O ator Sérgio Mamberti também participou do evento lendo uma carta enviada por Lula que defendia a importância da educação e da leitura para o desenvolvimento do país. Nas palavras do ex-presidente, “a educação foi e será sempre a nossa maior riqueza e a nossa principal forma de resistência”. Sendo assim, “é por isso que nossos adversários se surpreendem e se assustam quando uma juventude esclarecida enche as ruas em defesa da educação, lutando contra os retrocessos de um governo que tem o povo brasileiro como seu principal e mais temido inimigo”.
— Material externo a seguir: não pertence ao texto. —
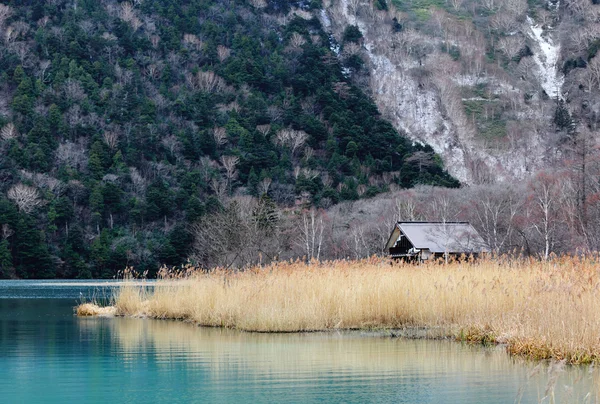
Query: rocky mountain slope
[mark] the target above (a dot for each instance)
(494, 86)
E como falar em educação sem lembrar do legado do Presidente da República que mais investiu no ensino público gratuito, de qualidade para todos? Aquele que abriu as portas das universidades e levou os institutos federais para lugares no Brasil onde não havia qualquer resquício de oportunidade e esperança. Essa reflexão deu o tom do debate realizado nesta segunda-feira, quando uma parte do campo progressista se uniu para reafirmar que Lula representa a luta do povo e que esse mesmo povo não vai se curvar diante da arbitrariedade e do retrocesso.
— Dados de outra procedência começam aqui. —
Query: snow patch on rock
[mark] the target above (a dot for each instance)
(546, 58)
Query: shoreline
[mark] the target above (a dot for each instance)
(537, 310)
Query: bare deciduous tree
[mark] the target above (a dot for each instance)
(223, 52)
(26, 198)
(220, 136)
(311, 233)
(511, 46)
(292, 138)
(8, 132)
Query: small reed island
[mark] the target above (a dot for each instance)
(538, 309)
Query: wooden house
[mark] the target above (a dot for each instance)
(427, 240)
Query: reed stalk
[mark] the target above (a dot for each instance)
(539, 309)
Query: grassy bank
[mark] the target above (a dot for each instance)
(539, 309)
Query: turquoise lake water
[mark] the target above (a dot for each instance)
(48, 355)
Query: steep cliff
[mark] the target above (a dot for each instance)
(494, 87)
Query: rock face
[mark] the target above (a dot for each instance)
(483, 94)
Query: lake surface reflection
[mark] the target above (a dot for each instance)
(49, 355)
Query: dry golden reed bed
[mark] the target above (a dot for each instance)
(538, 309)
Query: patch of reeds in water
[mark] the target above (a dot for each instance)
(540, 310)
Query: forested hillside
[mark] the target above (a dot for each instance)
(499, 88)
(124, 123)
O professor Fernando Haddad, que como Ministro da Educação de Lula teve papel fundamental no desenvolvimento do ensino, lembra que essas políticas deram início a um processo de mudança na estrutura da sociedade. “No nosso governo, milhares de brasileiros foram os primeiros de suas famílias a se formarem”, conta enquanto, na platéia, exemplos dessa realidade se manifestam.

Ao retomar a palavra, complementa: “Há 10, 15 anos atrás quando a gente plantava essa semente, a gente sabia que não ia se arrepender de abrir as portas do conhecimento para essa juventude que foi às ruas no dia 15 e maio, que vai voltar às ruas no dia 30 de maio e vai dizer um grande não para esse governo que está querendo, mas não vai destruir a educação”.

Fernando Haddad baseia sua fala no caráter libertador e emancipatório do ensino citando o homenageado da noite, Paulo Freire, patrono da educação no Brasil que tem sido sistematicamente atacado por Bolsonaro e seus seguidores. O ex-ministro explica que as ideias do pedagogo, aclamado no mundo inteiro, repudiam a opressão e, por isso, são tão criticadas pelo atual governo. “Não é possível para uma mente autoritária conviver com o pensamento de Paulo Freire. Pessoas que veem o mundo como algo que tem que impor uma ordem, não como uma construção coletiva e democrática, não suportam as ideias dele”.